Trata-se de um caso clássico de autoincriminação ideológica. Um gesto que dispensa denúncia, CPI ou delação premiada.
Está tudo escrito, oficializado, protocolado — e ainda por cima, contra parecer técnico da própria consultoria jurídica do Ministério do Planejamento. Que, aliás, alertou com todas as letras: essa mudança abre espaço para “desvios, ineficiências e malversações”, além de ferir os princípios constitucionais da moralidade, da publicidade, da economicidade e da eficiência. Mas quem liga para princípios quando se tem um projeto de poder?
A justificativa do governo beira o deboche. Dizem que nem sempre é vantajoso à União receber de volta os bens desviados. Vai ver o Estado brasileiro, agora, virou entidade zen — desapegada.
Abre mão dos bens com a mesma leveza com que abre mão da vergonha. Para um governo que bate recordes no repasse de bilhões para ONGs, a mensagem está dada: desviem, mas com capricho. Ninguém será incomodado a devolver uma impressora sequer.

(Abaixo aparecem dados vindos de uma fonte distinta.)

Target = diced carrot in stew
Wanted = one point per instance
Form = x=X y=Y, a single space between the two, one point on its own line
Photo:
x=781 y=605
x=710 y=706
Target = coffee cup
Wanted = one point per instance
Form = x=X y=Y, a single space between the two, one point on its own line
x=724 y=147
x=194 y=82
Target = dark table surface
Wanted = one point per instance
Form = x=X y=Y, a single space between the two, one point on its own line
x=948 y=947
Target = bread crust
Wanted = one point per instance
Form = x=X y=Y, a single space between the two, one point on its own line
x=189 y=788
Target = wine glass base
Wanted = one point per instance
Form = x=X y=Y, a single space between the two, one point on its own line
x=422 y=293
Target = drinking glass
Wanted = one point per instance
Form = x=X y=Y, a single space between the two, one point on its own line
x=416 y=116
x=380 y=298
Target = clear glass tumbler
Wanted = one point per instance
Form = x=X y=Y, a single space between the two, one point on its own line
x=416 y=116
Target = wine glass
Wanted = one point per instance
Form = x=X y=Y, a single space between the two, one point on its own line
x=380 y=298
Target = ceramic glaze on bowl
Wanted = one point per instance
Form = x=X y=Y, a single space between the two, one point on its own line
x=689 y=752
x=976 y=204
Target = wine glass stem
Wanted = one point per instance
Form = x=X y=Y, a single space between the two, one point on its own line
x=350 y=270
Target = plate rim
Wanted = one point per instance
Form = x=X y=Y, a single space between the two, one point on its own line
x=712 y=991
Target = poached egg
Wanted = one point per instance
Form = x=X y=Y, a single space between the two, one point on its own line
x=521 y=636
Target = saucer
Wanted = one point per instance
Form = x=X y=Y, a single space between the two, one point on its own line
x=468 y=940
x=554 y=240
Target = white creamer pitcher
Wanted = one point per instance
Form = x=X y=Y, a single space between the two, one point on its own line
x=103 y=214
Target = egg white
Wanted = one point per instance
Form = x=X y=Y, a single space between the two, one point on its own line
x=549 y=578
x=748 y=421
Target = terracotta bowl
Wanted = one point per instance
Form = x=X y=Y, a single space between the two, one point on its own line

A tal cláusula de reversão patrimonial — essa sim, uma tradição republicana que protegia o patrimônio público — foi simplesmente apagada da proposta orçamentária enviada ao Congresso.
Uma omissão milimetricamente calculada, numa época em que a profusão de organizações “parceiras” do governo cresce ao sabor das conveniências políticas.
A cereja do cinismo: o texto original ainda tentava liberar essas entidades da apresentação de certidões negativas e da comprovação de capacidade técnica. Sim, é isso mesmo. A trinca perfeita: sem certidão, sem capacitação, sem devolução.
A impunidade como diretriz de governo, com verniz assistencialista para disfarçar a libertinagem administrativa.
Tudo isso, mais do que erro ou negligência, revela um espírito transgressor — e um caráter criminoso que há décadas permeia as administrações do PT.
Não se trata apenas de má gestão, mas de um método: a complacência com a corrupção como peça funcional do ideário político. E a cada nova medida, o governo parece não apenas repetir, mas exibir com vaidade sua conivência institucional com o ilícito.
Foi assim que nasceu o mensalão. Foi assim que floresceu o petrolão. E é por esse mesmo caminho que se cultiva agora o escândalo do INSS — que, sem exagero, já pode ser batizado de Aposentão.
O mesmo enredo de sempre, apenas com novos figurantes e alvos mais vulneráveis: os aposentados, os pensionistas, os invisíveis.
E depois disso tudo, o governo ainda reclama das críticas. Mas como nomear um comportamento que remove deliberadamente os mecanismos de controle e abre caminho para que o dinheiro público escorra livre, leve e solto — até sumir nos meandros das ONGs amigas?
Quando a corrupção bate à porta da moralidade pública, o lulopetismo oferece café, biscoitos — e passa recibo.